I didn’t start this journey with too many expectations and was just generally excited to commit more time to work on this project. I had originally frame it as a ‘walkabout’ in the west but a wonderful teacher helped me re frame more along the lines of a pilgrimage. I was telling him that I had wanted to do a pilgrimage to India to visit some of the notable holy sites for Buddhist and he was quick to point out that I was already on a pilgrimage. With that insight, my inner and outer journey became integrated. While on this journey, a number of people asked me about my own journey around Buddhism and most of the time, I didn’t feel like I gave them very through answer (something for a future post).
More importantly, I wasn’t seeing my own journey being reflected in my conversations with the subjects And so, as i sought to deepen my stagnant practice, the conversations I was having with my ‘instant’ spiritual friends was rebuilding my passion for the practice. For the past 10 years, my spiritual practice taken a back seat with the roller coaster ride of a broken marriage and being a single father. Combined that with trying to make it in one of the most expensive cities in the world meant, I was pretty much caught up in habitual patterns of making ends meet and escaping through material and ‘extraordinary’ experiences. I knew I had to break out of this pattern somehow and this project was the catalyst i needed to break free. Still, breaking free didn’t mean that I would have the support systems that would allow me to deepen my practice.
And so through this journey, I am witnessing and seeing the power of the practice on more fertile grounds. Just as I am beginning to understand my own journey around deepening the practice, the narrative of Buddhism growing in the west begins to take a more definitive shape.

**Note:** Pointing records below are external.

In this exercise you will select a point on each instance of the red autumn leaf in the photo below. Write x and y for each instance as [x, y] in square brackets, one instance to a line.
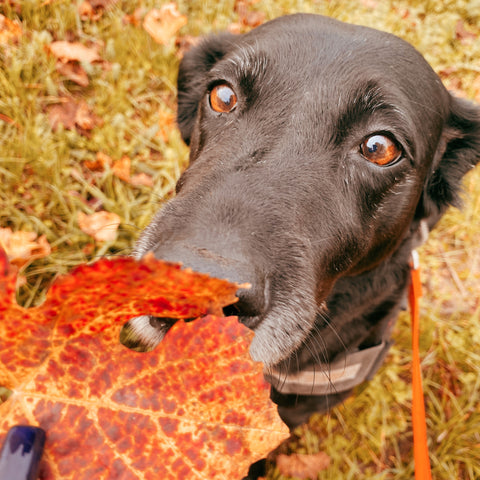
[72, 114]
[74, 51]
[22, 247]
[163, 24]
[10, 31]
[195, 408]
[102, 226]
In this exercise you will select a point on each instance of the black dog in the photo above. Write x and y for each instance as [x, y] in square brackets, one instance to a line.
[321, 155]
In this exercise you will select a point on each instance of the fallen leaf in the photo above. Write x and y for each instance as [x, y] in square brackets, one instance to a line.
[476, 88]
[164, 23]
[306, 467]
[74, 72]
[101, 162]
[72, 115]
[166, 123]
[196, 408]
[136, 18]
[462, 33]
[248, 17]
[10, 31]
[141, 179]
[185, 43]
[121, 168]
[102, 226]
[94, 9]
[22, 247]
[68, 51]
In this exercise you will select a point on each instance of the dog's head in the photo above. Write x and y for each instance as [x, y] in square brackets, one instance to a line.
[316, 148]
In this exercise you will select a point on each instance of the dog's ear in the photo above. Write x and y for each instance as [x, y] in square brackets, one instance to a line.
[191, 82]
[459, 152]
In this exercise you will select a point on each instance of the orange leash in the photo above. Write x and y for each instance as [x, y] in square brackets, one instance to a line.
[420, 445]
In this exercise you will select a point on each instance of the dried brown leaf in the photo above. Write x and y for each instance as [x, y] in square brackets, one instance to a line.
[164, 23]
[102, 226]
[68, 51]
[22, 247]
[121, 168]
[73, 71]
[10, 31]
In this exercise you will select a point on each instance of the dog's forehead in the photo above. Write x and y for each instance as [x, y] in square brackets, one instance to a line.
[330, 60]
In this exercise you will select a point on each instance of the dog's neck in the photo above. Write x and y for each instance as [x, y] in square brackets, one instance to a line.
[361, 310]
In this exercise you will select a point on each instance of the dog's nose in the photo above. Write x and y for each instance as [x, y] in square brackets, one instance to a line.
[253, 296]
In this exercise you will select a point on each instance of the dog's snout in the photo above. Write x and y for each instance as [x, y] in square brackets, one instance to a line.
[253, 296]
[251, 306]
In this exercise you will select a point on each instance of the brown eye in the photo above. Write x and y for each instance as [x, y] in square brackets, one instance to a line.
[222, 99]
[380, 149]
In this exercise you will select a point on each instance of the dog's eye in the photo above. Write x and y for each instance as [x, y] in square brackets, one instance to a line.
[222, 99]
[380, 149]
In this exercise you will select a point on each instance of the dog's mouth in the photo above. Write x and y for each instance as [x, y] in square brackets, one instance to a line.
[144, 333]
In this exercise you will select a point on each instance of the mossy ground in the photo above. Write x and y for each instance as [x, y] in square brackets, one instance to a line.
[44, 184]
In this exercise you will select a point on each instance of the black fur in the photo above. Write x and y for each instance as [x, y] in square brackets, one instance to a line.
[279, 195]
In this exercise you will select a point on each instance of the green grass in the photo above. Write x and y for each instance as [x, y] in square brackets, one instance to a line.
[45, 185]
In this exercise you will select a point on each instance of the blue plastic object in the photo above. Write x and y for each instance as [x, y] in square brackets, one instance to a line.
[21, 453]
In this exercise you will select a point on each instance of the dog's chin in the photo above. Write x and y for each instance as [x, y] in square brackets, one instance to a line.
[280, 333]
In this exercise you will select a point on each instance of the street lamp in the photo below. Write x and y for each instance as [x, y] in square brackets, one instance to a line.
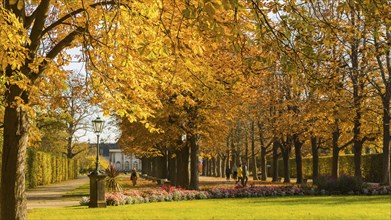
[98, 127]
[97, 180]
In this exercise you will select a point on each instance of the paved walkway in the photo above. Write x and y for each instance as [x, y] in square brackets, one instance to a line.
[51, 196]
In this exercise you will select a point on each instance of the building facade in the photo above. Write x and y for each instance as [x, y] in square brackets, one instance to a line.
[114, 154]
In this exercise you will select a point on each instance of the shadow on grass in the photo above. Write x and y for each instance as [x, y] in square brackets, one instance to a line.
[325, 200]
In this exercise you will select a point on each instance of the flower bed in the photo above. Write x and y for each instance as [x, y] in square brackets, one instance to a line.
[168, 193]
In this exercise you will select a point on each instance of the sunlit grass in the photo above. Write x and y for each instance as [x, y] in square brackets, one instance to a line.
[330, 207]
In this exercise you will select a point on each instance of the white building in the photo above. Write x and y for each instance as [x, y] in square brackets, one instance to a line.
[123, 162]
[113, 153]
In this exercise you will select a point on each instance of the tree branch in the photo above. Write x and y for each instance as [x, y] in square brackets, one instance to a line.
[78, 11]
[39, 22]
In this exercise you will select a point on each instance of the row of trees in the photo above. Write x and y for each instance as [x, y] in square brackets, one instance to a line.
[312, 76]
[292, 72]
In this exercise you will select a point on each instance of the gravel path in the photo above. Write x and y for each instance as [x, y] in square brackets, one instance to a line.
[51, 196]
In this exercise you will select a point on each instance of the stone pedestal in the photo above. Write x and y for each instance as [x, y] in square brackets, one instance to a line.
[97, 190]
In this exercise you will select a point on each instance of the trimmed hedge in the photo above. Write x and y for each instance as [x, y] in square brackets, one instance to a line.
[45, 168]
[371, 165]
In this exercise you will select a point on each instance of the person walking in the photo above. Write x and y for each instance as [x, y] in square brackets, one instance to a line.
[133, 177]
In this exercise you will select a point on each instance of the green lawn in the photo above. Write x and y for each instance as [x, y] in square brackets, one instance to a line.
[329, 207]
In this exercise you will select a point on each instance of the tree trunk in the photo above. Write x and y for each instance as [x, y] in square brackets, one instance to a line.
[263, 164]
[299, 160]
[285, 151]
[16, 128]
[276, 146]
[386, 177]
[315, 159]
[357, 146]
[335, 160]
[194, 163]
[253, 156]
[165, 171]
[204, 166]
[357, 98]
[186, 177]
[172, 169]
[179, 169]
[218, 167]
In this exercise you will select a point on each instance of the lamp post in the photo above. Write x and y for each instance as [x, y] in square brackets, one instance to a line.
[97, 180]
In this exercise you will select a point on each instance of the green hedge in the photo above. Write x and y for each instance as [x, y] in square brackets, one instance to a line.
[371, 165]
[45, 168]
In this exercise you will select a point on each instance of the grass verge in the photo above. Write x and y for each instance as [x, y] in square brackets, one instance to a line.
[328, 207]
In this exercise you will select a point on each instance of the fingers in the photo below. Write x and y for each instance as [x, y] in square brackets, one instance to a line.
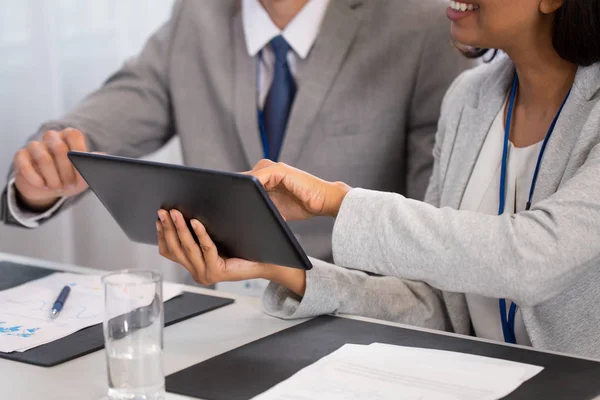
[209, 249]
[23, 164]
[189, 246]
[58, 148]
[44, 164]
[74, 139]
[263, 164]
[172, 241]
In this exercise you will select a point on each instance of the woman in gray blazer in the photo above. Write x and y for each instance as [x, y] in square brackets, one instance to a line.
[507, 243]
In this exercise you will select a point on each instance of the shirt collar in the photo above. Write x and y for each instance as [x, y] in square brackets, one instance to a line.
[300, 33]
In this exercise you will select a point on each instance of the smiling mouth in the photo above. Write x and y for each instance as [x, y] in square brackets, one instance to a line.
[463, 7]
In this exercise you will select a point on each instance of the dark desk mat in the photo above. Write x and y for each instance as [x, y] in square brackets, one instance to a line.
[254, 368]
[91, 339]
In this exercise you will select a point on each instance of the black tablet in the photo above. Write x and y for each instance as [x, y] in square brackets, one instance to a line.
[235, 209]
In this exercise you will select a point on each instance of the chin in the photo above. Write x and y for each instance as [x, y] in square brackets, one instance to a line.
[463, 40]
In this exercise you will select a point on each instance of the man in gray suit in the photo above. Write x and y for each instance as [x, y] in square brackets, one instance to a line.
[345, 89]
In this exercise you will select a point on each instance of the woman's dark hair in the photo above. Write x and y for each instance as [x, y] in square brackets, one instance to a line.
[575, 34]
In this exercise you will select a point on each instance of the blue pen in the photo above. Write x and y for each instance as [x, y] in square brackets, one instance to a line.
[60, 301]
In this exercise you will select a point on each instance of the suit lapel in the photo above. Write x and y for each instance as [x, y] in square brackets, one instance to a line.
[473, 127]
[338, 30]
[245, 108]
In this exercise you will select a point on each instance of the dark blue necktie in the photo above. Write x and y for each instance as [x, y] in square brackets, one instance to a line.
[279, 100]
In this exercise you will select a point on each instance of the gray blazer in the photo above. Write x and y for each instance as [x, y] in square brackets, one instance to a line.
[366, 110]
[547, 259]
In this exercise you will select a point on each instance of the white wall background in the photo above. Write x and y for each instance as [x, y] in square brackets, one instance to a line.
[52, 53]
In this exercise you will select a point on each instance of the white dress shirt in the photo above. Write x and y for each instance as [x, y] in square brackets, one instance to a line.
[482, 195]
[300, 34]
[259, 29]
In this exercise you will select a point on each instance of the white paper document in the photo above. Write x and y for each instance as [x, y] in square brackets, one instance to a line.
[382, 372]
[25, 310]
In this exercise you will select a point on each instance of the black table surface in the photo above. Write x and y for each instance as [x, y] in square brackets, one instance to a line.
[249, 370]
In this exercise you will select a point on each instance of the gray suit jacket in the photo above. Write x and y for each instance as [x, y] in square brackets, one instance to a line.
[547, 259]
[365, 113]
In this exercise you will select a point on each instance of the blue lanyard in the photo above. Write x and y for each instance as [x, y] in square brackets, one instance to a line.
[508, 322]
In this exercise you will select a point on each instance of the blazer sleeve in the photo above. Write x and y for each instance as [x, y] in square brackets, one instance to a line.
[331, 290]
[334, 289]
[130, 115]
[529, 257]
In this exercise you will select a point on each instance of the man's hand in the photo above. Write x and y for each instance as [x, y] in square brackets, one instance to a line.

Most of my social media friends simply see the ‘epic’ photos from my excursions and people generally think I am on some sort of vacation. Certainly it is a vacation from the normal routine of living in the city but there is a layer of experiences that I rarely share. I wouldn’t fool anybody if I said I was wandering yogi but there were numerous experiences around my excursions that gave me a good good taste of creating your own reality despite the external circumstances. I am generally fine with being being alone most of the time but learning to learn to walk with the fear down a mountain hike when it is pitch black and rainy was a very good practice. It’s not every day that one is reminded by the preciousness of life while transversing rugged beauty.